Time away from something lets us see it anew. That's the way it is with me and things I've written and stuck in a drawer or left in an old computer file.
I looked at this poem last week and have worked on it today. Actually, all I did was remove four words, change the line breaks and the look of the stanzas, and add the word "then." We'll see. It's one I began years ago, in the 1990s, when my life included a living husband and children at home. How different everything was then.
As to the poem, I could not be satisfied with it then. I wonder if I'll ever be satisfied. Certainly it's nothing world-shaking, just one of those experiences a person wants to remember and to share, to give others the view of what she saw and felt on that morning walk. I'll likely just leave it at that.
A Morning Encounter
Carol Schiess
Wind whips down
the gullies of this mountain.
Broad, red-brown roads
wrap around it like a scarf
then narrow into rutted paths.
daisies and lupine jostle with the wind,
a slender stream carries on
polite conversation with rocks
and road as I pass.
This morning bushes move,
then snap with the pull and bite
of a porcupine taking an early breakfast.

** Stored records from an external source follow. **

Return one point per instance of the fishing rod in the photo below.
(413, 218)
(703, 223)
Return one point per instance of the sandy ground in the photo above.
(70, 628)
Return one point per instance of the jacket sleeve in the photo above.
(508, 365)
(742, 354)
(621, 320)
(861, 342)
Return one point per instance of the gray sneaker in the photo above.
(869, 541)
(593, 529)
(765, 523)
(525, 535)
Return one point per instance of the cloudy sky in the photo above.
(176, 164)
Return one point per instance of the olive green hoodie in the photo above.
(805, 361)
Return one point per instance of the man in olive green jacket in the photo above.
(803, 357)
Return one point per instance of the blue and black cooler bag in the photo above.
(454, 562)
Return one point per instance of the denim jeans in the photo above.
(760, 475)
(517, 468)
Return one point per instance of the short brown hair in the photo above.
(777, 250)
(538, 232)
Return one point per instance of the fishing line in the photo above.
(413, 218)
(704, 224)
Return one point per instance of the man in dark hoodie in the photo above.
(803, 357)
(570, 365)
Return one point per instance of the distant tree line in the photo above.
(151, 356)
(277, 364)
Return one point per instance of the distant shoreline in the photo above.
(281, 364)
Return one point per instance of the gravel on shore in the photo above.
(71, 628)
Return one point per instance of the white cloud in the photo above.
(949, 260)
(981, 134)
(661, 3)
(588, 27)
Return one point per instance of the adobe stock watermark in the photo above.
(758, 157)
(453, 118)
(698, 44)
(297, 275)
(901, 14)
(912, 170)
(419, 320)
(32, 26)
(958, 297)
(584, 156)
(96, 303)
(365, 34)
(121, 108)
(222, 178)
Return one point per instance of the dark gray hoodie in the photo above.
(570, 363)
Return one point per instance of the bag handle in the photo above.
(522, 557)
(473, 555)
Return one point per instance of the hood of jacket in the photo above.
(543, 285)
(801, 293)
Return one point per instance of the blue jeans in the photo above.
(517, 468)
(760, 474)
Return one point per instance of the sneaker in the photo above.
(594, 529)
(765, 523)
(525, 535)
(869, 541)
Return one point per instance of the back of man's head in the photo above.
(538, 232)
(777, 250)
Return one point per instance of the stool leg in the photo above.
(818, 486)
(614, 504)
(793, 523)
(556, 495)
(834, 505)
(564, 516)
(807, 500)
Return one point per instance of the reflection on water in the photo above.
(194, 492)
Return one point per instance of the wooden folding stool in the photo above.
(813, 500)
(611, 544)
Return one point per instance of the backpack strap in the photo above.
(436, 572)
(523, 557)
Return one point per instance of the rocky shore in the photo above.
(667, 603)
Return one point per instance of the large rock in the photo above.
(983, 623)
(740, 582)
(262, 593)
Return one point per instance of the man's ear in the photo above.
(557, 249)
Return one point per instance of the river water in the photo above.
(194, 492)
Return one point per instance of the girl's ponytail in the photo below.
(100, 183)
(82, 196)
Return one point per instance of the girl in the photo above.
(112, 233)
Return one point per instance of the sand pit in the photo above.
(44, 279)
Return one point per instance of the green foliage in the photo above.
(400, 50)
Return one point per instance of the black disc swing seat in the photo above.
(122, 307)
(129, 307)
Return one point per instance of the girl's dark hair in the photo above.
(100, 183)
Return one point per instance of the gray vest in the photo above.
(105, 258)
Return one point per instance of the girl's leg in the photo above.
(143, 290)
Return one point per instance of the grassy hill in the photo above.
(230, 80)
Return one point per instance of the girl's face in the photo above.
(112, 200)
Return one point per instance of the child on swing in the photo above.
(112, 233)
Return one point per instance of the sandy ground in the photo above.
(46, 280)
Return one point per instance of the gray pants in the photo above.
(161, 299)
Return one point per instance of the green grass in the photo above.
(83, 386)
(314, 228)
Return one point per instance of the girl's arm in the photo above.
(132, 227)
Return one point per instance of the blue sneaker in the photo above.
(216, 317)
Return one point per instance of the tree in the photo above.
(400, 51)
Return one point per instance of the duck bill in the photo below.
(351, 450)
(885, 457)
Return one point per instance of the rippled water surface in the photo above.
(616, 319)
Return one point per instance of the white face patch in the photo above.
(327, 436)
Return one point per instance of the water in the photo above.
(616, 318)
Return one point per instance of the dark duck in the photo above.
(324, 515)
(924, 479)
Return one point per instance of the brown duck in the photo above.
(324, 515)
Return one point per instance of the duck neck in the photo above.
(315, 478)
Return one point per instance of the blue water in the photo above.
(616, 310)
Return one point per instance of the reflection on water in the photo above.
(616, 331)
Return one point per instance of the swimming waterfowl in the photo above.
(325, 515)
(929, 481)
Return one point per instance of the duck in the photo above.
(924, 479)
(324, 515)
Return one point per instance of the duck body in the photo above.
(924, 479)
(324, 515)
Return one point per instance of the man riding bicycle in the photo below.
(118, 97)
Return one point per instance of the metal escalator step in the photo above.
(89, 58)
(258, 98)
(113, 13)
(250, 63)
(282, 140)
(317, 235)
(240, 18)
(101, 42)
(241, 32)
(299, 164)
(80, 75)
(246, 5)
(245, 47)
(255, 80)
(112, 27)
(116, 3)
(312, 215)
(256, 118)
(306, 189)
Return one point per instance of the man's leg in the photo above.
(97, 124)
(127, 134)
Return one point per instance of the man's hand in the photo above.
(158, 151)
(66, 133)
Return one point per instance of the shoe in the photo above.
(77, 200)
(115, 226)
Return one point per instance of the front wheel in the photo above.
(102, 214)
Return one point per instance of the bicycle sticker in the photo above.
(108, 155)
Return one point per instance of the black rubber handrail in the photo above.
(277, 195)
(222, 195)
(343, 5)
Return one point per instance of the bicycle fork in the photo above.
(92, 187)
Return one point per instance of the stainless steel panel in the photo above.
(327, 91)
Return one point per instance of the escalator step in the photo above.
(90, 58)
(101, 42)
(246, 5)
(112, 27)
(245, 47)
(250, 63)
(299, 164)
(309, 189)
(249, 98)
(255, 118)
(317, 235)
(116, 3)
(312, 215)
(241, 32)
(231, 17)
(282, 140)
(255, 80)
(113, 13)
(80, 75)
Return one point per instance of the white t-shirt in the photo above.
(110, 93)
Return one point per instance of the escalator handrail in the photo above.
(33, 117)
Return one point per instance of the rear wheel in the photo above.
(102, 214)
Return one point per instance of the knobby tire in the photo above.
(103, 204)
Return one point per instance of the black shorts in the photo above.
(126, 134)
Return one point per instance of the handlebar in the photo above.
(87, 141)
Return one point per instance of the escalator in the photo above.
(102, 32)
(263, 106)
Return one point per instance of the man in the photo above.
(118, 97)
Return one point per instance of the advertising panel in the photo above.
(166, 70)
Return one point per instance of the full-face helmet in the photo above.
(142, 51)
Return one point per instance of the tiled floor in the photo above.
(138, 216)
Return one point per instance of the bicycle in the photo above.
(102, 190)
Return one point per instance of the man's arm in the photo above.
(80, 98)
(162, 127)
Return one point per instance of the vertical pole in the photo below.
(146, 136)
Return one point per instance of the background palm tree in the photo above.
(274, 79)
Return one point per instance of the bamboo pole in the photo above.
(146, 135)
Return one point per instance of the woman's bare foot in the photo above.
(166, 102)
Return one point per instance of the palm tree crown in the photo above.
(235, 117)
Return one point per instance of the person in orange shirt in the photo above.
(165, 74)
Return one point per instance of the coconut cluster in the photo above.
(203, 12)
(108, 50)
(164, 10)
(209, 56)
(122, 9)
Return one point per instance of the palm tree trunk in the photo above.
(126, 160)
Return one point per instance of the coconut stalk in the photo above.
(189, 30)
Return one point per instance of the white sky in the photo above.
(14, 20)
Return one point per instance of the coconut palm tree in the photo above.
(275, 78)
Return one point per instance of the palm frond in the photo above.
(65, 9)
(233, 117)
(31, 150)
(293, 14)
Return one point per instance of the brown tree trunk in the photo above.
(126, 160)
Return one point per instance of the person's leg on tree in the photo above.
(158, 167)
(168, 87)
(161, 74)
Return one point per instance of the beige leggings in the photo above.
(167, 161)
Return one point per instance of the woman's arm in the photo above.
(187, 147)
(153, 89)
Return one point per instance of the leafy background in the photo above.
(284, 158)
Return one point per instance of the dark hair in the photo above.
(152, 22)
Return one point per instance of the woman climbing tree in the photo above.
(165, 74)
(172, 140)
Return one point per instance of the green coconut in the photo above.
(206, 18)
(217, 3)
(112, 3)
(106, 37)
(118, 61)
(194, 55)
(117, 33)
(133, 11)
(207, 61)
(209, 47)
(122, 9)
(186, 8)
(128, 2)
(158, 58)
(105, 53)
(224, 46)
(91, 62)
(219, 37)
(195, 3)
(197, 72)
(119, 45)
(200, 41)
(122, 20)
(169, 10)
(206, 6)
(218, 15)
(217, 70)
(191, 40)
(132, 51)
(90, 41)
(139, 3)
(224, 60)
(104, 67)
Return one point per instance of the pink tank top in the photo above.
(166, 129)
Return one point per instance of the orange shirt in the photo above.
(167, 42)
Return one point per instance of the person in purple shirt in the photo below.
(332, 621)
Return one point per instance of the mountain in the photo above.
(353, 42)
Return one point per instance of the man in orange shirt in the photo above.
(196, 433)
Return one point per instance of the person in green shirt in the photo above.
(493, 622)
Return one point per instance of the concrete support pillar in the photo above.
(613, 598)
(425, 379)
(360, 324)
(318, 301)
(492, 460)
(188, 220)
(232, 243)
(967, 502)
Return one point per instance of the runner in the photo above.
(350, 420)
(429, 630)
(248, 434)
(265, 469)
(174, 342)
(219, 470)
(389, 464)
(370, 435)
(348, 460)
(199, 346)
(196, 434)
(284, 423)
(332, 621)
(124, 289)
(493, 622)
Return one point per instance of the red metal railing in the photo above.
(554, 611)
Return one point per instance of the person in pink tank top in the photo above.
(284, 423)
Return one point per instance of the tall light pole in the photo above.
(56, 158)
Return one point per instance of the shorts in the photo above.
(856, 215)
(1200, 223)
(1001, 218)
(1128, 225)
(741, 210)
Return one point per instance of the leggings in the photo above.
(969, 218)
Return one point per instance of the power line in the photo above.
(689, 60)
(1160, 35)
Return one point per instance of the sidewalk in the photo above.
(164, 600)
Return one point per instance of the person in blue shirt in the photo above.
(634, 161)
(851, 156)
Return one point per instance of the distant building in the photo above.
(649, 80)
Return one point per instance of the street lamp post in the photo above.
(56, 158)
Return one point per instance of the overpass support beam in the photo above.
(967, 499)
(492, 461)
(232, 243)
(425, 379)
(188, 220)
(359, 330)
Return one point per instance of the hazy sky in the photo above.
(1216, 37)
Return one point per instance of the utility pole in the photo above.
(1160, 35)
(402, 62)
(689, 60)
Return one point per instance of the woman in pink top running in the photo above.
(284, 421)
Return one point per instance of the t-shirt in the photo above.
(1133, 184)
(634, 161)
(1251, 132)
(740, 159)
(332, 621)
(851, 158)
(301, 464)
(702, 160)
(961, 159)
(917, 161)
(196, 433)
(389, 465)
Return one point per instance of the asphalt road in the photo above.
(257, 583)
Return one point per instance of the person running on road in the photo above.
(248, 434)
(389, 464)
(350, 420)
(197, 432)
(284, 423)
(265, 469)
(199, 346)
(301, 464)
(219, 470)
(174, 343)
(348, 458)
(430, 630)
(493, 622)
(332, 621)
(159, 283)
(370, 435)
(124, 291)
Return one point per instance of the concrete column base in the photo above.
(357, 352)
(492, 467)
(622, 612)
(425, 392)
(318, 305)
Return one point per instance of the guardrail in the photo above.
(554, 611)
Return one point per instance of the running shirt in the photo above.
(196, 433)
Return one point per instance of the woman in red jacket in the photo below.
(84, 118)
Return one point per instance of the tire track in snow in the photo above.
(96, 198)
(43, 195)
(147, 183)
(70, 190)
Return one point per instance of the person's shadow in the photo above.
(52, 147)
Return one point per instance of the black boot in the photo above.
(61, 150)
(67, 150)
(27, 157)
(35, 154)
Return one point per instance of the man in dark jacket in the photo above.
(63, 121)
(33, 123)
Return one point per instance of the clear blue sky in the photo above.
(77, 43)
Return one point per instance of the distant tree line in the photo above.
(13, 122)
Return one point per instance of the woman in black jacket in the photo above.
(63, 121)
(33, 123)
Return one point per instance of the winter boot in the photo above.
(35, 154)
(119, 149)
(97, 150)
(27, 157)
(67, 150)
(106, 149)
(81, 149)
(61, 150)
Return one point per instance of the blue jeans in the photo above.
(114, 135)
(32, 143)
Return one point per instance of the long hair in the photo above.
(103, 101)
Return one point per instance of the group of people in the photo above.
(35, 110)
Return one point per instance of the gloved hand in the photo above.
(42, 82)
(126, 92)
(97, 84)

Long I watch, wondering if he has not
caught my scent on the wind.
I want us to be alike, the porcupine
and I, some understanding
to pass between us, that today--
and all days--I am kin to the wild.
I move close, as if to touch him.
He sees me, turns away,
waddles up the side of the mountain,
chewing as he goes.
Porcupine, I call. Stay.
He sets his eyes on me
long enough to see what we share
and what we do not.
I hear him break through
bushes and wildflowers
long after we have parted.
2 comments:
I feel as if I were there - sharing the walk with you. Perfect.
Yeah. I still like it. But I like The River best of all.